Pada Rabu (16/3), pemerintah memang telah mencabut aturan mengenai harga eceran tertinggi (HET) minyak goreng kemasan. Kebijakan itu sontak membuat minyak goreng mendadak muncul di swalayan atau gerai minimarket. Namun, masyarakat tidak lantas gembira, melainkan sebaliknya, langsung menjerit karena harga minyak goreng tersebut ternyata melambung tinggi. Bahkan, di sebagian wilayah, minyak goreng tetap saja sulit ditemukan di toko dan swalayan meski aturan HET sudah dicabut.
Dalam beberapa kesempatan Mendag dengan lantang menyatakan stok minyak goreng melimpah. Bahkan sangat lebih untuk memenuhi kebutuhan masyarakat dengan memaparkan sederet angka-angka yang sepintas memang meyakinkan. Kelangkaan minyak goreng di pasaran diakui adalah ulah oknum-oknum yang melakukan penimbunan.
Saat melakukan rapat dengan Komisi VI DPR, Kamis (17/3), Mendag kembali menegaskan ketersediaan minyak goreng yang menurut dia cukup. Pada kesempatan itu dia pun meminta maaf karena tidak bisa mengontrol dan melawan penyimpangan minyak goreng yang diduga akibat ulah mafia.
Pernyataan seperti ini sepertinya ingin menyampaikan bahwa tugas Kemendag sudah dilaksanakan dengan baik. Sedangkan fakta kelangkaan itu bukan bagian dari perencanaan tapi ulah nakal oknum penimbun yang di luar kendali Kemendag. Lantas, sampai sejauhmana sebenarnya tugas dan kewajiban Kemendag dalam krisis minyak goreng ini? Apakah hanya pada pembuatan hitung-hitungan stok di atas kertas? Jika memang demikian, kinerja Kemendag sudah sangat bagus. Lalu siapa yang punya tugas membereskan penimbunan dan kelangkaan bahan pokok ini di pasaran? Polisi,TNI, pemda, satpol PP atau siapa? Seharusnya Kemendag mengawal dari hulu sampai hilir krisis minyak goreng yang sudah berlangsung berbulan-bulan ini.

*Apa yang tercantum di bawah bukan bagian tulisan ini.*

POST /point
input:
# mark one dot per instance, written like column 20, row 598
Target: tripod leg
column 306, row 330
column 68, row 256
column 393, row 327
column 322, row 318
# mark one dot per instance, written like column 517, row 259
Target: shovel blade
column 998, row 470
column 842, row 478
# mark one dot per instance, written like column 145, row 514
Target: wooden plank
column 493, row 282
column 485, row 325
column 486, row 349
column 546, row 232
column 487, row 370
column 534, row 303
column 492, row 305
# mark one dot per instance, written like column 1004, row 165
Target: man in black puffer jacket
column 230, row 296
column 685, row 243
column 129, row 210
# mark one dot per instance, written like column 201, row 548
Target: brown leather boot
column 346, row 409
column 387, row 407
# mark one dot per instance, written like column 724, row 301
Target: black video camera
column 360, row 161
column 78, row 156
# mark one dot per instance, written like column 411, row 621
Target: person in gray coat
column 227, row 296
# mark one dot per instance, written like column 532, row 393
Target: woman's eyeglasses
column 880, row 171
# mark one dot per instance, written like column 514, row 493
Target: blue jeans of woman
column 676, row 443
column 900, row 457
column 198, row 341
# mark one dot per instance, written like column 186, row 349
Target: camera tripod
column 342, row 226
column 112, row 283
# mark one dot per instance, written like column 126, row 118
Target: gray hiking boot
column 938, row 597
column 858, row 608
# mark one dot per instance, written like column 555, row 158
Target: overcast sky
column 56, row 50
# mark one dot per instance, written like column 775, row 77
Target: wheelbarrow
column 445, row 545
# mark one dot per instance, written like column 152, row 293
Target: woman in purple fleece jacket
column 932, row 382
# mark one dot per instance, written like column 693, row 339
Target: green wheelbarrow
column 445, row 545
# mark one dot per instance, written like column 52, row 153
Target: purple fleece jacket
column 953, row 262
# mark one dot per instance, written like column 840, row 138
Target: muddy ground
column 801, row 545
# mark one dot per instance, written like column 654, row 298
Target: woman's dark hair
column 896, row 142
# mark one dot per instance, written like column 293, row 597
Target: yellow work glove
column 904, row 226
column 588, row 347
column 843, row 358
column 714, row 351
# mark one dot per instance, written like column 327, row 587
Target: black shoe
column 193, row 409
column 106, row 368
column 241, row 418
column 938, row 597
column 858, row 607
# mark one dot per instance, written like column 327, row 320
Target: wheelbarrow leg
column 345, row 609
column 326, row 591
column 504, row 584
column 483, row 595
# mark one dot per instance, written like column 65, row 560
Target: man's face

Pengawalan ketat minyak goreng dari proses produksi sampai ke dapur-dapur warga adalah kewajiban yang melekat.Tidak bisa dilakukan sepotong- sepotong sesuai selera seperti halnya memilih lauk di restoran padang. Jika mental dan mindset aparat negara sebatas itu lalu publik harus mencari solusi ke mana? Ke Menko Perekonomiankah, ke Wakil Presiden atau ke Presiden? Sampai di sini masyarakat dibiarkan mencari solusi masing-masing untuk mengatasi problem minyak goreng ini. Muncullah kreativitas minyak goreng oplosan atau akan beredar minyak goreng palsu karena tingginya permintaan di pasaran.

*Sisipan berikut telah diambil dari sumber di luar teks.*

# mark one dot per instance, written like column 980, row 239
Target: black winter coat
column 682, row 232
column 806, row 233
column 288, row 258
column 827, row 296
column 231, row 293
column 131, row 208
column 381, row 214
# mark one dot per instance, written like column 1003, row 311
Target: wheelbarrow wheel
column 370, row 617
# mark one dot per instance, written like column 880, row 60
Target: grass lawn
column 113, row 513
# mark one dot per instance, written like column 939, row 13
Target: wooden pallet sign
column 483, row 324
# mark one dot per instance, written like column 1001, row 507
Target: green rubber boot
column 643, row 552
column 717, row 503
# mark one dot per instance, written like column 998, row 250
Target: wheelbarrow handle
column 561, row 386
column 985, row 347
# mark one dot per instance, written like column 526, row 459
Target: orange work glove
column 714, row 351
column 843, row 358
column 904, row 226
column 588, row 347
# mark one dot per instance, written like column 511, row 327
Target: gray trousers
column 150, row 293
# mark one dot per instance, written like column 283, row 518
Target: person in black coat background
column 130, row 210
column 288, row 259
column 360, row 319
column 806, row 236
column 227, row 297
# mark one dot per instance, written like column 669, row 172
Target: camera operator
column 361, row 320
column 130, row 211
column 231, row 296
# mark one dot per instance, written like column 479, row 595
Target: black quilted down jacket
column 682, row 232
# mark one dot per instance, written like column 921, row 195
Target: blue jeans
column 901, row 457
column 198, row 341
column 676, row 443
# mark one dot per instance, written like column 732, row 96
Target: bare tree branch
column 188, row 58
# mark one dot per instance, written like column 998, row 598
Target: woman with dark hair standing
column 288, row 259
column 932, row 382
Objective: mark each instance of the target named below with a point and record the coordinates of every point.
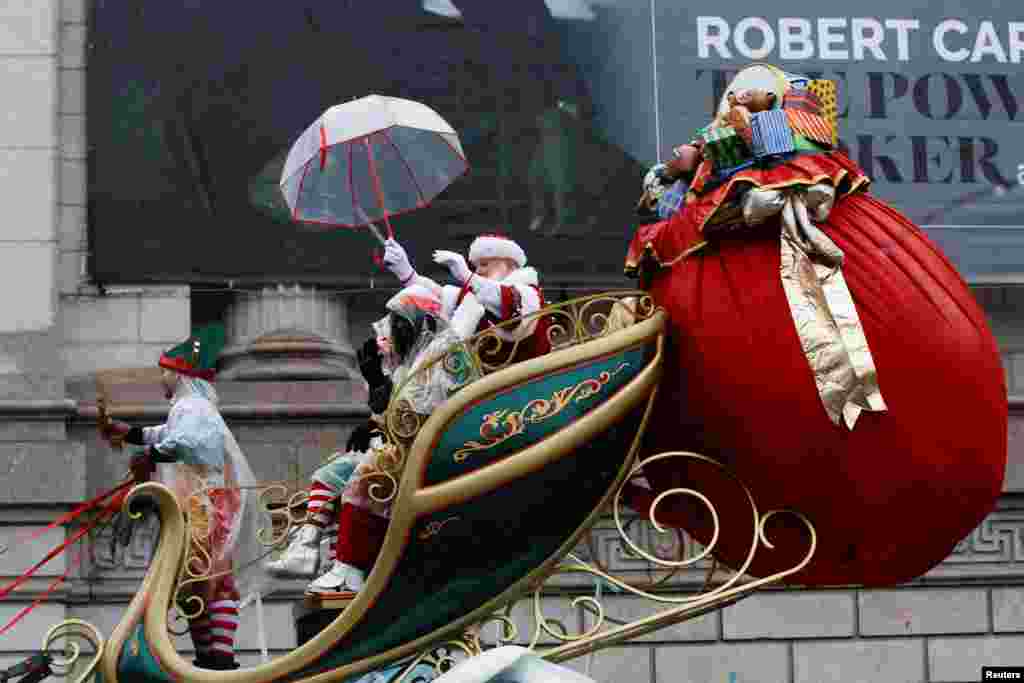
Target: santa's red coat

Kita beralih pada isu lain. Ini agak lebih sensitif karena menyangkut masa jabatan Presiden yang akan berakhir pada 2024. Sejumlah ketua umum parpol koalisi mengusulkan penundaan pemilu karena ada problem kedaruratan. Karena itu diusulkan jadwal pemilu yang sudah diketok DPR dan disetujui pemerintah pada bulan Februari 2024 harus diundurkan 2 atau 3 tahun. Penolakan keras atas gagasan itu terus menggema di ruang publik dari hampir semua kalangan. Karena hingga saat ini tidak ada kedaruratan yang harus ditebus dengan mengundurkan jadwal pemilu. Konsekuensi politik hukum dan sosial akibat pengunduran pemilu akan sangat berbahaya bagi kehidupan berbangsa dan bernegara.

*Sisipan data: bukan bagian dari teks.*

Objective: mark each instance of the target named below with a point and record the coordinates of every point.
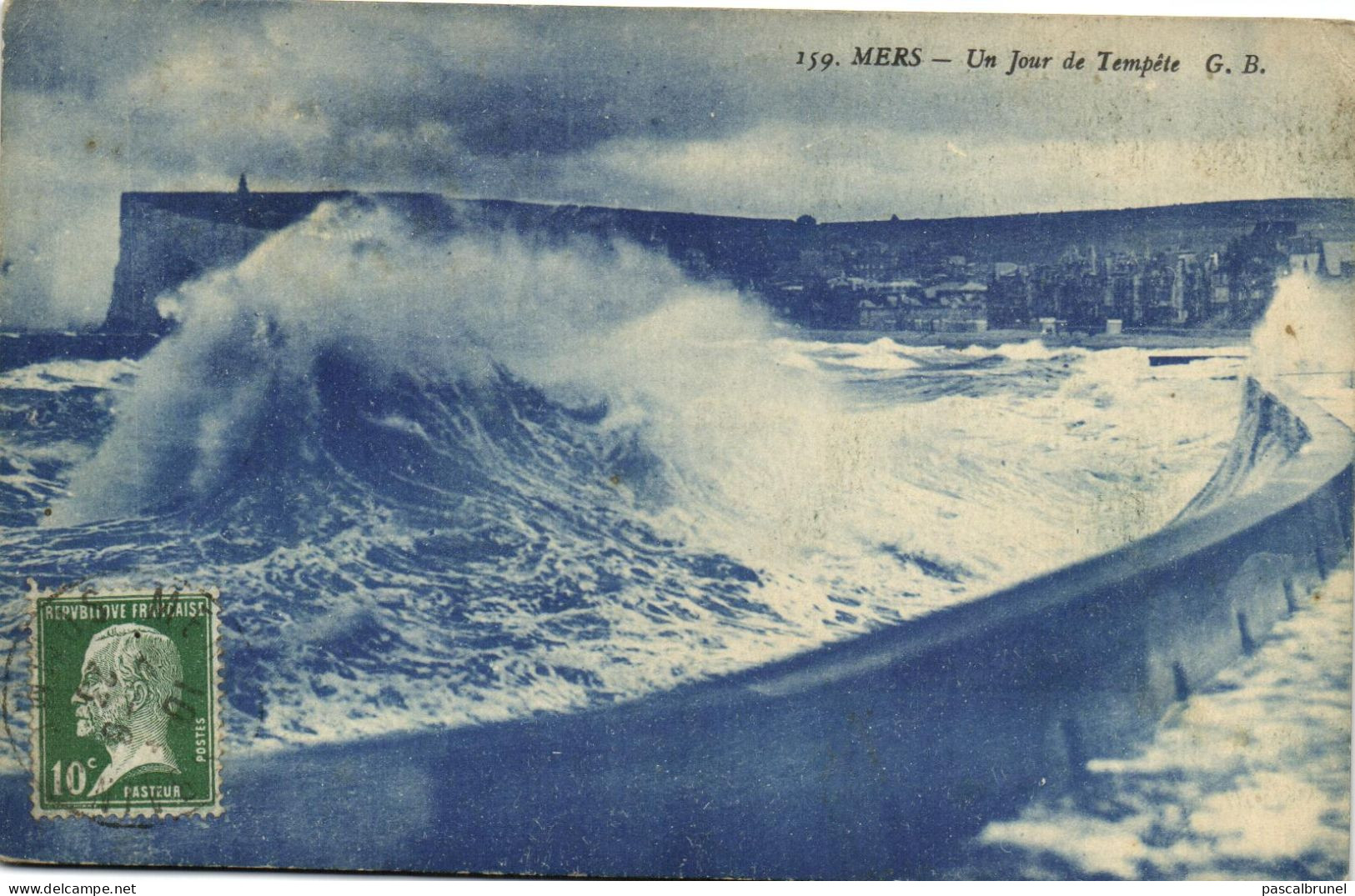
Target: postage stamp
(126, 715)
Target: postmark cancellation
(126, 707)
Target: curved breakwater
(494, 531)
(865, 758)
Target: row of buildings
(1086, 288)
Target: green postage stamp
(125, 704)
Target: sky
(680, 110)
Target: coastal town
(1192, 283)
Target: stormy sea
(450, 478)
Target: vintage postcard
(675, 443)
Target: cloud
(693, 110)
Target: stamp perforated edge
(217, 661)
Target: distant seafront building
(1213, 264)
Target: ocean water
(1247, 780)
(453, 478)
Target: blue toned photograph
(556, 442)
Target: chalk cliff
(173, 237)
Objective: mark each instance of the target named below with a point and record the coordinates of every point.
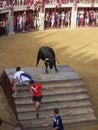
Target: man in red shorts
(36, 90)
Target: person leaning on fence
(19, 80)
(36, 90)
(57, 120)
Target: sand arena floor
(77, 48)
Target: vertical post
(11, 13)
(74, 15)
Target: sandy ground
(77, 48)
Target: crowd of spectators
(29, 20)
(7, 3)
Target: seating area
(69, 94)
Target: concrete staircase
(69, 94)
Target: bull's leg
(46, 65)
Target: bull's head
(49, 62)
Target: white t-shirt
(17, 76)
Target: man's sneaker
(37, 116)
(15, 95)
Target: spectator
(19, 80)
(36, 90)
(57, 121)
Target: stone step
(54, 98)
(67, 121)
(46, 106)
(66, 90)
(56, 85)
(63, 112)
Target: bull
(47, 54)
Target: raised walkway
(69, 94)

Pemerintah berulangkali menegaskan bahwa pemilu akan tetap dilaksanakan pada 2024 sesuai jadwal. Titik. Demikian pernyataan resmi pemerintah. Tapi, kasak kusuk atau gerilnya untuk mengundurkan pemilu tidak berhenti. Terus bergema. Bahkan sudah menyebar baliho dan poster dukungan pengunduran pemilu di sejumlah tempat. Jika pemerintah tegas, mestinya segala bentuk wacana dukungan, baik diam-diam maupun terangan-terangan untuk menunda pemilu segera ditertibkan. Karena ini menimbulkan keresahan, kegaduhan, dan kecemasan politik hukum yang berbahaya. Faktanya, penundaan pemilu masih menjadi isu mengemuka di kalangan elite. Akibat ketidaktegasan sikap itulah maka di ruang publik mulai muncul juga gagasan mempercepat pemilu. Alasannya juga soal kedaruratan. Artinya, wacana penundaan direspons dengan wacana percepatan pemilu. Sehatkah ini? Pasti tidak. Namun faktanya memang demikian.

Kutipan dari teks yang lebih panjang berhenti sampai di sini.